The deltoid compartment is an uncommon location for development of compartment syndrome, a limb-threatening and common problem that has been described as having multiple etiologies such as trauma, prolonged recumbence, orthopedic procedures, and exercise.1–5 Whereas lower extremity compartment syndrome after IO access is well described, this case represents the first documented incidence of upper extremity compartment syndrome as a complication of IO access.
IO access is used because it is a rapid and reliable way to achieve intravascular volume repletion in critically ill patients in comparison to central and peripheral intravenous access.6,7 However, complications although rare can be devastating such as extravasation of infused agents, osteomyelitis, and compartment syndrome.8,9 Whereas the traditional site of IO access has been the proximal anterior tibia, the proximal humerus has also emerged as a desirable site due to decreased pain, rapid fluid delivery, and proximity to the heart.10 However, first attempt success rate, time to access, and most importantly subsequent dislodgement have been shown to be significantly higher when cannulating the humerus compared with the tibia.11,12 In this case, the threshold to obtain humeral access was lower given the patient had a left below-knee amputation and right foot amputation. Nonetheless our case report demonstrates that complications seen in lower extremity IO access can also occur in the upper extremities. Taking this into account, along with difficulty of access compared with the tibia, humeral access should only be considered as a second-line option or if lower extremity access is contraindicated.
This case is also unique because despite timely removal of IO access from the humerus, the patient developed a delayed compartment syndrome. Current evidence suggests that IO access should ideally be used as a bridge for 4–6 hours with a max of 24 hours until intravenous access can be reliably obtained to prevent common associated complications.9,11 In this case, the patient appeared to have a central line placed and IO access removed within 24 hours of the initial resuscitation. Furthermore, the first clinical signs of compartment syndrome developed 8 days after IO access discontinuation.
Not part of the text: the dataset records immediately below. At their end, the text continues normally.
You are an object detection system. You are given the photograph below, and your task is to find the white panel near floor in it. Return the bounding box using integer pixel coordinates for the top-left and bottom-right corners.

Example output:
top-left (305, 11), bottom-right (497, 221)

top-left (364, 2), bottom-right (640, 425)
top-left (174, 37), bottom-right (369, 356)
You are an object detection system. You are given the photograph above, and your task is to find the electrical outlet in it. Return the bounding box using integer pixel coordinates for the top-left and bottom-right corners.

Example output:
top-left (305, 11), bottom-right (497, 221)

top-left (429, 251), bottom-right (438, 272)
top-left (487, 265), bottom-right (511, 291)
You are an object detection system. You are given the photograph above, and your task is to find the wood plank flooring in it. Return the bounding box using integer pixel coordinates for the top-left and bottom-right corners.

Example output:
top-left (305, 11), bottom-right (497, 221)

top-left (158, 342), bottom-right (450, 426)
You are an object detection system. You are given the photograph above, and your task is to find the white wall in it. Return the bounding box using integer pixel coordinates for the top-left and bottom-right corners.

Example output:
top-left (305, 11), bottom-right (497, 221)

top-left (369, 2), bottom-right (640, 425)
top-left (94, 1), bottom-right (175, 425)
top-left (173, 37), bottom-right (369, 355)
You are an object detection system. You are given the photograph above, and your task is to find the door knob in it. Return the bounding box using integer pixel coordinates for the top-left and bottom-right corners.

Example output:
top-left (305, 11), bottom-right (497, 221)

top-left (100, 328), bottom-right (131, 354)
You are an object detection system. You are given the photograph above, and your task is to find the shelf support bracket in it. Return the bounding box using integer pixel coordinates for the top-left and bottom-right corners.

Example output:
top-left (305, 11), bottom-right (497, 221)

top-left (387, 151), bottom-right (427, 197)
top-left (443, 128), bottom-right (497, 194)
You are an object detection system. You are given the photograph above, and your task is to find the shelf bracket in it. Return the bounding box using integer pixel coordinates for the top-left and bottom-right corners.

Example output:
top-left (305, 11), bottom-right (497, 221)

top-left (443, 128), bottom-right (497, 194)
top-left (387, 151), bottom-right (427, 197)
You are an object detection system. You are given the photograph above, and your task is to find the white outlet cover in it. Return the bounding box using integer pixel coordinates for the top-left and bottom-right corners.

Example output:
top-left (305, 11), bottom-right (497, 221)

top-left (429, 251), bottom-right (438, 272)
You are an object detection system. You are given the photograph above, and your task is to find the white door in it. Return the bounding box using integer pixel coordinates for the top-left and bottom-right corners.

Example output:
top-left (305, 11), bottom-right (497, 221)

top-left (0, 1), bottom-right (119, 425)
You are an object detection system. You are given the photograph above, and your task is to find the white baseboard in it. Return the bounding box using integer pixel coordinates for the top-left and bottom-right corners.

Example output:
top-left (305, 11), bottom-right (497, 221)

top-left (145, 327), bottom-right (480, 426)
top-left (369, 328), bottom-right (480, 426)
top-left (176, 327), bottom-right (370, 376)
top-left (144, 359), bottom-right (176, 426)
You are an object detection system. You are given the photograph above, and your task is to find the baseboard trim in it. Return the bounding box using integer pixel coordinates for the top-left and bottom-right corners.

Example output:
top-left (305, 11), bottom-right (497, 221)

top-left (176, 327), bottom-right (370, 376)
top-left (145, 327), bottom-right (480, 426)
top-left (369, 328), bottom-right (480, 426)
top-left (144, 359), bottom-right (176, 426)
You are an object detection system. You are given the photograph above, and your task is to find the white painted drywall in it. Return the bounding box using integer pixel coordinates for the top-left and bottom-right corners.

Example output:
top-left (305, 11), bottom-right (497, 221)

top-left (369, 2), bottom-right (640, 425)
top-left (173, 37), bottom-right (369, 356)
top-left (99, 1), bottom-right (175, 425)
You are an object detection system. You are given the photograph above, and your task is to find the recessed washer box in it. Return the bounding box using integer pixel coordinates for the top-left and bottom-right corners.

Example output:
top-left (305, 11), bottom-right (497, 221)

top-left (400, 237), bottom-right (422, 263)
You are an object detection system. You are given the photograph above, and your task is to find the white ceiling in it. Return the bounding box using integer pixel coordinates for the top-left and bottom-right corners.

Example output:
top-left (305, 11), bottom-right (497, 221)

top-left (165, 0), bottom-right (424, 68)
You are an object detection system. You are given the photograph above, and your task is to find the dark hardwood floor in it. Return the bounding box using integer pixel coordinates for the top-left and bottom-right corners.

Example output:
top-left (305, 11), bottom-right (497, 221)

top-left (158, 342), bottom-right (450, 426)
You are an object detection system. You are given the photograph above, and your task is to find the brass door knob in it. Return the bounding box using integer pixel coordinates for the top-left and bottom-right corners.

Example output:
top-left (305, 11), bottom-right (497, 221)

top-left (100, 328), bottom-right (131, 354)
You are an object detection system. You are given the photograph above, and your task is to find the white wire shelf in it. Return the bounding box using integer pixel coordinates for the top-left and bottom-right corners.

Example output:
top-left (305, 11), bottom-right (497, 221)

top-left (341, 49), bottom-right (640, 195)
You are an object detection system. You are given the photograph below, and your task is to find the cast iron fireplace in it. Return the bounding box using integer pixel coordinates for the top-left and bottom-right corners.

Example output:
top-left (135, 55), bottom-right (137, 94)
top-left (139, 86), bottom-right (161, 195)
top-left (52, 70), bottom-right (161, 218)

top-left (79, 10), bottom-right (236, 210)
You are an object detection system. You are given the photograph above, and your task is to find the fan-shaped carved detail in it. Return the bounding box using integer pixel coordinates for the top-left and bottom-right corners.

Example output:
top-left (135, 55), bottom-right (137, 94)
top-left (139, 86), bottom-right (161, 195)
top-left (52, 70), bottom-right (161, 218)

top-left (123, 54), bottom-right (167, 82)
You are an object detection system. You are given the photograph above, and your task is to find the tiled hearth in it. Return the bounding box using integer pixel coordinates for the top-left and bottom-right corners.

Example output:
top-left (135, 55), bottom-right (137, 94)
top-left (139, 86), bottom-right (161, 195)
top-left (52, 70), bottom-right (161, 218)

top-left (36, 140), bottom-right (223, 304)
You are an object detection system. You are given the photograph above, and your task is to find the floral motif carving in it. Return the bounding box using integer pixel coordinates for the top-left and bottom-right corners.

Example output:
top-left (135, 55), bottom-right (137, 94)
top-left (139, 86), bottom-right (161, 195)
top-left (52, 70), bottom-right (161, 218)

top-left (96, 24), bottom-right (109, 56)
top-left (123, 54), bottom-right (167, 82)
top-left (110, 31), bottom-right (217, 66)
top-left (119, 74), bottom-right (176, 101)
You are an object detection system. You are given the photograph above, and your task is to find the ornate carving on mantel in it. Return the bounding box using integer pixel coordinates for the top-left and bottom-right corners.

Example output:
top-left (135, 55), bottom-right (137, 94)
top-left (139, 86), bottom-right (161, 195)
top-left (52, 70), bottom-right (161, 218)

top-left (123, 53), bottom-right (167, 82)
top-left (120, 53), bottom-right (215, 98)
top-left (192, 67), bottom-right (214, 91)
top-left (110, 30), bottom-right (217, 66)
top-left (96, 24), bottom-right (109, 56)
Our experience, therefore, suggests that in the case of upper extremity IO access, prolonged vigilance after removal of the device may be necessary to prevent devastating delayed complications.
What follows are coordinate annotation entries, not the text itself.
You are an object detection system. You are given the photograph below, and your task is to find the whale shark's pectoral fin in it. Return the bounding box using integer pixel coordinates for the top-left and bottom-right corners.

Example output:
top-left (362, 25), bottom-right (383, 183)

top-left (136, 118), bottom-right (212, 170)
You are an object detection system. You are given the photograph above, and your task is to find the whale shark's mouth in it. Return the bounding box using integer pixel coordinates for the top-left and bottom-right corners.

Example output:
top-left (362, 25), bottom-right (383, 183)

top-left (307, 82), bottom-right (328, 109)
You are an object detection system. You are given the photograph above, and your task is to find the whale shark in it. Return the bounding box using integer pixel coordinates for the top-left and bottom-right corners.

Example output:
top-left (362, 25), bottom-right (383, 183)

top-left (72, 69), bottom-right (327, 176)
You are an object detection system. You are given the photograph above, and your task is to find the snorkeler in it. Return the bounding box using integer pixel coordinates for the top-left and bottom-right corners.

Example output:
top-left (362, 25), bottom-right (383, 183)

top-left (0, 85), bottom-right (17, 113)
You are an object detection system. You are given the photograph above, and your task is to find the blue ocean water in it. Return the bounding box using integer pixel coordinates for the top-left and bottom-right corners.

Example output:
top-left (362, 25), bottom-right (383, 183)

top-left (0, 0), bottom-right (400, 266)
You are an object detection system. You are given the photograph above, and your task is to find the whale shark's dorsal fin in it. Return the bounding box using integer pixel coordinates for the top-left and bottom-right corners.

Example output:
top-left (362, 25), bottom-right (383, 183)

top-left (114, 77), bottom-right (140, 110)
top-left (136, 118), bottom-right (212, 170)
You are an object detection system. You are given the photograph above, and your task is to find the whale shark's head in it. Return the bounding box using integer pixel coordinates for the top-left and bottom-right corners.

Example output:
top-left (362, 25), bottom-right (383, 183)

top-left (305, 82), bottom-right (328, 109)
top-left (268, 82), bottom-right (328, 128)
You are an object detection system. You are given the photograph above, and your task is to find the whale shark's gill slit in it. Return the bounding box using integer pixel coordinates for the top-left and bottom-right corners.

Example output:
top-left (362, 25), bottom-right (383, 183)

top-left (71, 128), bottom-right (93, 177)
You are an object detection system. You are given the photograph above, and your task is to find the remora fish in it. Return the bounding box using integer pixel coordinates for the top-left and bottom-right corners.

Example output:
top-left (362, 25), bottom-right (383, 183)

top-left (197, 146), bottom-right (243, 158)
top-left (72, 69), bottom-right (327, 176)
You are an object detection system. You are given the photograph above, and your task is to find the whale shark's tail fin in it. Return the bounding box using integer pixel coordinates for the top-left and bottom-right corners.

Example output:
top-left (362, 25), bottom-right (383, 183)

With respect to presentation, this patient showed classic signs associated with compartment syndrome despite the unusual location. Furthermore, as with other well-described cases of deltoid compartment syndrome, the diagnosis was made via physical examination and elevated compartment pressures.13 Prompt clinical diagnosis, fasciotomy, and evacuation of the hematoma avoided irreversible muscle ischemia necessitating gross resection that has been documented in the literature.13
Another interesting point this case raises is that although lower extremity compartment syndrome after IO access is well documented in the literature, it is mostly in the pediatric population.8 In fact, most literature discussing complications after IO access is in children and therefore the safety of IO access in adults may be overstated. Further research and increased discussion of outcomes after IO access in the adult population is necessary to better characterize the true risks associated with this procedure.
To conclude, we present a case report of an atypical complication of IO access to the humerus not previously discussed. Deltoid compartment syndrome is extremely rare and not well documented in the literature. This case highlights the importance of prompt removal of IO access and subsequent vigilant monitoring to prevent this limb-threatening complication. Our experience supports humeral IO access only as a second-line option. Furthermore, the authors encourage increased reporting and research of complications after IO access in the adult population.